Pestsegen

Bis vor Kurzem hatte Europa die Angst vor lebensbedrohenden Seuchen verlernt

Als man von Bakterien und Viren als Krankheitserreger noch lange nichts wusste, bildeten Epidemien eine ständig wiederkehrende Gefahr. Man glaubte, dass übernatürliche Kräfte im Spiel waren und Gott selbst Krankheit zuließ, um die Menschen zu disziplinieren.

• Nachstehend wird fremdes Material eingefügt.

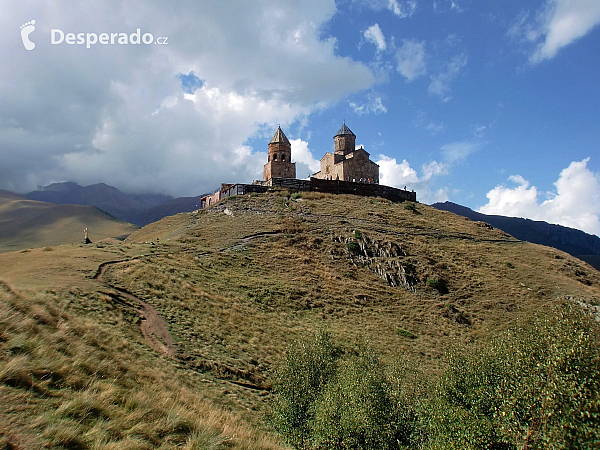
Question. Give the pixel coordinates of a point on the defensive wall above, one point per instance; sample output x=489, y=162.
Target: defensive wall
x=314, y=185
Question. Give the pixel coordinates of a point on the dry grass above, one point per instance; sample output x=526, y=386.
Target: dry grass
x=29, y=223
x=69, y=381
x=235, y=287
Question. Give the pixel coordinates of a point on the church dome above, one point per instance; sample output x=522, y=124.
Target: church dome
x=344, y=131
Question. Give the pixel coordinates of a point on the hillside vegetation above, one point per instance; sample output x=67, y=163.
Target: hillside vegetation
x=29, y=223
x=234, y=286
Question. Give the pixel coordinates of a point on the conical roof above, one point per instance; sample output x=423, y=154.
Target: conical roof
x=344, y=131
x=279, y=137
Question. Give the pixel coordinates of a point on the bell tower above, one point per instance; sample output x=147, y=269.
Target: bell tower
x=345, y=140
x=280, y=163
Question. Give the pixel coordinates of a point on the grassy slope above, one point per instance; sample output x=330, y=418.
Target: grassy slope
x=233, y=304
x=29, y=223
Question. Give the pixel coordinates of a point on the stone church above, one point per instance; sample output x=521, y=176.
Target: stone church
x=280, y=163
x=346, y=163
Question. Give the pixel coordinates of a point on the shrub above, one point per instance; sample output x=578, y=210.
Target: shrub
x=354, y=247
x=323, y=401
x=536, y=386
x=409, y=206
x=299, y=381
x=438, y=284
x=356, y=410
x=405, y=333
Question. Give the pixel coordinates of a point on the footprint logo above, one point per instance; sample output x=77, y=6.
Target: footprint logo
x=26, y=30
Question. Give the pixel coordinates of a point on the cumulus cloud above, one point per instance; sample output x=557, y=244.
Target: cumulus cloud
x=435, y=128
x=575, y=202
x=557, y=24
x=401, y=9
x=373, y=105
x=410, y=59
x=440, y=82
x=399, y=175
x=374, y=35
x=306, y=164
x=456, y=152
x=124, y=115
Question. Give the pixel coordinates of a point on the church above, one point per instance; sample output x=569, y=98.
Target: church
x=346, y=163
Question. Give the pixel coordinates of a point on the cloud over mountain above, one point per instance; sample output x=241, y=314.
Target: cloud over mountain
x=119, y=113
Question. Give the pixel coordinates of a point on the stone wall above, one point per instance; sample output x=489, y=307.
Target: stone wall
x=314, y=184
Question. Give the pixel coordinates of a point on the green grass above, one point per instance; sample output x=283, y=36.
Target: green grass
x=234, y=305
x=405, y=333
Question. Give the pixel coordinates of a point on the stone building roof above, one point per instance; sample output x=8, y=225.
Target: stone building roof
x=344, y=131
x=279, y=137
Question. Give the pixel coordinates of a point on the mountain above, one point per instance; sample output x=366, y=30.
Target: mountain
x=139, y=209
x=169, y=208
x=28, y=223
x=575, y=242
x=171, y=337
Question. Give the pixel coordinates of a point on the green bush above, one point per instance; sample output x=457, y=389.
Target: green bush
x=354, y=247
x=409, y=206
x=405, y=333
x=356, y=410
x=537, y=386
x=299, y=381
x=439, y=284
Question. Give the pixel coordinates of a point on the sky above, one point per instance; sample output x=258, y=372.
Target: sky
x=492, y=105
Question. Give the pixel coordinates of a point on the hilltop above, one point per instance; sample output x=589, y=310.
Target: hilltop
x=221, y=292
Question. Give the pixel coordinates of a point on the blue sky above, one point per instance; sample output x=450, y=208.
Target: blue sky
x=493, y=105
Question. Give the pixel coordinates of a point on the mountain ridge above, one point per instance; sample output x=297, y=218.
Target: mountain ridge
x=139, y=209
x=570, y=240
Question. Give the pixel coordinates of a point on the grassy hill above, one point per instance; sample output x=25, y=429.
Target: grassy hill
x=85, y=361
x=29, y=223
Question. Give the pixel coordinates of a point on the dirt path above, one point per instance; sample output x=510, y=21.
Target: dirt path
x=152, y=325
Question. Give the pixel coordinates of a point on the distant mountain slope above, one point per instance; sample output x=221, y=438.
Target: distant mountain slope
x=139, y=209
x=29, y=223
x=575, y=242
x=169, y=208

„Tödlein“ fordern dazu auf, des Todes zu gedenken

Wie vergänglich irdisches Leben ist, fand in vielen Vanitas-Darstellungen ihren Niederschlag. Zwei sogenannte „Tödlein“ aus Holz (vor 1700) auf einer Vitrine der Kunst- und Wunderkammer fordern uns drastisch auf, des Todes zu gedenken „Memento mori“. Das eine Gerippe zeigt noch Reste fleischlicher Substanz, das zweite in einen Umhang gehüllte Tödlein hält Stundenglas und Pfeile in Händen. Das Stundenglas steht für die ablaufende Lebenszeit, die Pfeile galten seit der Antike als Symbol für eine plötzlich auftretende Krankheit. Nicht von ungefähr war der hl. Sebastian, der durch Pfeile sein Martyrium erlitt, neben dem hl. Rochus wichtigster Schutzpatron gegen die wiederholt grassierende Pest. Kleine Sebastianspfeile wurden als Pestamulette verwendet und vielfach Rosenkränzen und Fraisenketten eingefügt.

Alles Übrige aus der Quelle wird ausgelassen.